If the results of a new sustainability study are any indication, fashion has a long way to go in educating consumers about what actually makes clothing eco-friendly.
A new international study on consumer attitudes toward textile materials and sustainability shows 86 percent of respondents consider wood–the key raw material for cellulosic fibers–a sustainable textile raw material. But 26 percent of Americans believe crude oil, from which planet-polluting fibers like polyester are made, qualifies as a “sustainable” input for clothing, according to the study “Consumer perceptions of the sustainability of the clothing industry and textile fibers.”
Despite many respondents voting in favor of tree-based garments, only one-third are familiar with wood-fiber-based apparel. Consumers also think a brand’s sustainability image is the single-most-important sign of a conscious buying decision.
Derived from thesis work by environmental management student Fia Husu at the University of Jyväskylä in Finland, the study was informed by a digital survey by Norstat in Finland, Sweden, Germany, France and the United States this past spring. The sampling gathered more than 300 responses per country for a total of 1,572 responses encompassing people aged 15 to 40 years.

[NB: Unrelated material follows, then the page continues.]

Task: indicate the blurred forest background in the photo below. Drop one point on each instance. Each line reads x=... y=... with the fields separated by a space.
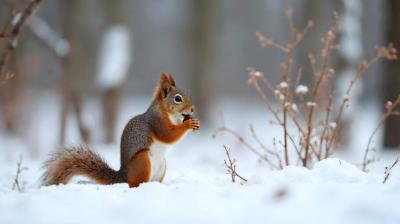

Nordic respondents were most pro wood–90 percent of Finns and 91 percent of Swedes considered wood a sustainable textile raw material. Many cited environmental concerns as reasons for not finding wood-based textiles appealing, beyond disliking their qualities as a fabric.
According to the study, harmful chemicals were seen as the textile industry’s worst environmental problem, with 64 percent considering this an issue, while 60 percent also associated excessive water consumption among the sector’s most pressuring concerns, followed by ocean microplastics, waste and CO2 emissions.
When asked what factors make up a sustainable image of a product, a brand’s sustainability image received the most replies with 54 percent. Only 29 percent of respondents thought high price was a sign of sustainability. Environmental certificates were considered an indicator of sustainability by 48 percent.
“When the Spinnova fiber is made of farmed wood, the raw material value chain is CO2 positive,” said Janne Poranen, CEO of Spinnova, a Finnish, sustainable fiber innovation company that develops ecological breakthrough technology for manufacturing cellulose-based fibers. “This means the trees are a larger carbon sink than the lumbering, pulping and logistics combined emit. Therefore, concerns over excessive lumbering and native forest use are mostly unnecessary.”
The Spinnova value chain, which sources only use certified wood or waste raw materials, features 99 percent less water and 65 percent less CO2 emissions than the cotton value chain.
Last week, wood-based fiber specialist Lenzing Group released findings from its global consumer perception survey on “Sustainable Raw Materials in Fashion and Home Textiles” that found a need for closer collaboration between the clothing and home textile industries.
Among the three top takeaways were that conscious consumers actively engage in pursuing a sustainable lifestyle and are regularly educating themselves about raw materials. It showed 86 percent of respondents believed purchasing clothes made from sustainable raw materials was a key component of living a more sustainable lifestyle and they frequently purchase products from brands that are committed to using sustainable raw materials or recycled materials in their products.
The survey also revealed that a majority of respondents actively learn about sustainability through researching a product’s production process before purchasing–76 percent in clothing and 74 percent in bedding and home textiles. They also tend to read label hangtags, 88 percent in clothing and 86 percent in bedding and home textiles, and most respondents are willing to pay an average of 40 percent more for clothing or home textile products with descriptions that reflect sustainability.